On Thu, Aug 13, 2015 at 1:42 AM, Philip Balister <philip at balister.org> wrote:
> On 08/11/2015 10:46 PM, Otavio Salvador wrote:
>> On Tue, Aug 11, 2015 at 5:36 PM, Burton, Ross <ross.burton at intel.com> wrote:
>>>
>>> On 11 August 2015 at 16:46, Khem Raj <raj.khem at gmail.com> wrote:
>>>>
>>>> can we freeze this thread please.
>>>
>>>
>>> Or more usefully, reboot it.  Philip, you're turning into Koen!  Alex, if
>>> someone on this list asks what Poky is, 99% of the time they're trolling.
>>> :)
>>>
>>> The original and unanswered question was "should oe-core continue to
>>> maintain GPLv2 recipes where upstream has moved to GPLv3 or should those
>>> recipes move to a standalone layer" with various implied questions:
>>>
>>> - If the v2 recipes move to a separate layer, who own/maintains/tests it?
>>> - Should there be v2 recipes for every recipe that has moved to v3, or only
>>> (as is now) the "more-core" recipes (currently YP tests that core-image-base
>>> builds without GPLv3, nothing else more complicated)
>>> - Should meta-gplv2 only contain recipes from oe-core, or all layers?  If
>>> other layers decide to hold both v3 and v2 recipes (not that I'm aware any
>>> have), what makes oe-core special?
>>>
>>> I'm torn, Richard is torn.  Neither of those are useful to forming a
>>> decision.  Does anyone else have any *useful* feedback?
>>
>> I think it is a matter of resource usage.
>>
>> Up to now, the GPLv2 maintenance has not been so hard and thus I would
>> say for us to stay as is for now.
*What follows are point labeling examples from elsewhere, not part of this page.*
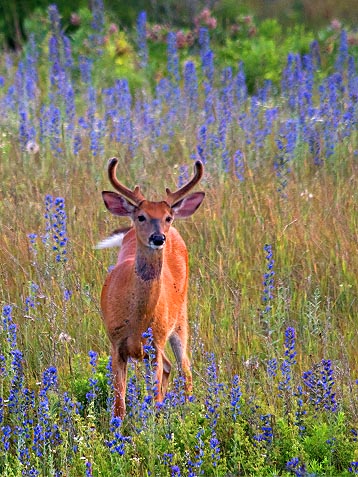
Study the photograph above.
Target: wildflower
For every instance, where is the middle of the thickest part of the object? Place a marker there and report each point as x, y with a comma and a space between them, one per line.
88, 469
268, 281
195, 466
353, 468
56, 223
319, 382
32, 147
173, 58
93, 382
191, 86
272, 367
117, 444
212, 400
235, 396
151, 381
175, 471
215, 449
266, 434
296, 467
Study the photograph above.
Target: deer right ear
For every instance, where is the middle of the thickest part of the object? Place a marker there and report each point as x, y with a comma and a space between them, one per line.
117, 204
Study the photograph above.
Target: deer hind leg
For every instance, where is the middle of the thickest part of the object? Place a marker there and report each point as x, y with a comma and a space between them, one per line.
119, 370
178, 342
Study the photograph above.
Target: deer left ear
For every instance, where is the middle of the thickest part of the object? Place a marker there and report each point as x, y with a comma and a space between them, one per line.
187, 206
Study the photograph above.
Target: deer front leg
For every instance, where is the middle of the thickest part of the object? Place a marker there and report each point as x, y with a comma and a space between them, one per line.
119, 369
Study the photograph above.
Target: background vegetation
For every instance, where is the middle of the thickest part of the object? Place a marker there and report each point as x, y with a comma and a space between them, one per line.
271, 109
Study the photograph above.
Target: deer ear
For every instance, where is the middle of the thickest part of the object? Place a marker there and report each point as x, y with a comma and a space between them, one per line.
187, 206
117, 204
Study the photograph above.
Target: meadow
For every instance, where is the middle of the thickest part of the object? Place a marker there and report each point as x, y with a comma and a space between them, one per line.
273, 256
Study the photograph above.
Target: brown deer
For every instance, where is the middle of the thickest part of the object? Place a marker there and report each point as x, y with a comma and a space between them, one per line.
148, 285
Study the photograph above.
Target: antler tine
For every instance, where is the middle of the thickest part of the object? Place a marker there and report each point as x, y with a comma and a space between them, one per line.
173, 197
135, 195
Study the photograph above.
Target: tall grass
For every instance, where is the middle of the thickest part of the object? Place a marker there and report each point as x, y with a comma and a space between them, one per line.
273, 283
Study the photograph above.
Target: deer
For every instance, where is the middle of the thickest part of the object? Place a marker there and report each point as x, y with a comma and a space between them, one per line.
148, 286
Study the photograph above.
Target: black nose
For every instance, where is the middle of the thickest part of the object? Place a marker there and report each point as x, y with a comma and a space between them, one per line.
157, 239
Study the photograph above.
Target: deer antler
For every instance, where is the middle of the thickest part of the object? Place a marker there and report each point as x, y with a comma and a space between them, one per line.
134, 195
173, 197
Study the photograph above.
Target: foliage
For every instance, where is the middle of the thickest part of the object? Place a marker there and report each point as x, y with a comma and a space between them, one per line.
272, 252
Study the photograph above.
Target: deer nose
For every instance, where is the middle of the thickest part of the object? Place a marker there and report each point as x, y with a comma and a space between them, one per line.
157, 240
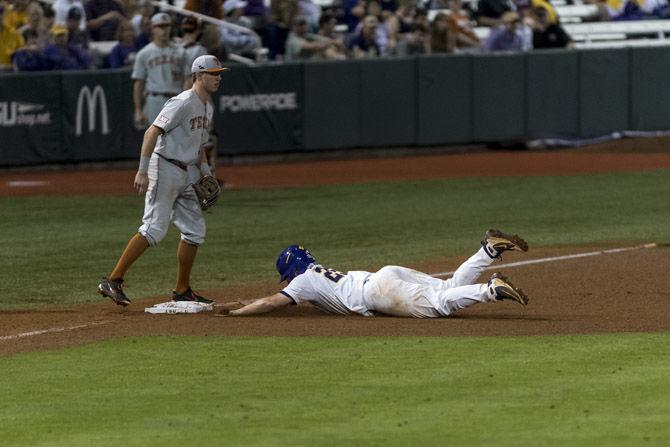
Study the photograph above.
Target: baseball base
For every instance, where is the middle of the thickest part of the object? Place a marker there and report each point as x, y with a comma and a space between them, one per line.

We should revisit this for every
>> release and review if it is time for split it or not.
>>
>
> This would be a good time to remind us who the audience is for the gplv2
> recipes so we understand the amount of manpower behind their maintenance.
>
> My concern keeping then in core is that the commnunity who uses them
> will reduce over time and they will bitrot. If that happens, we should
> create a layer for them and remove them from core.

As others have also mentioned, there are certain classes of product
(set-top boxes, automotive, medical, etc, etc) where secure boot and
signed firmware images are a non-negotiable requirement. I don't see
these classes of product going away any time soon, so it's hard to see
the overall need for "GPLv3-free" embedded distros reducing.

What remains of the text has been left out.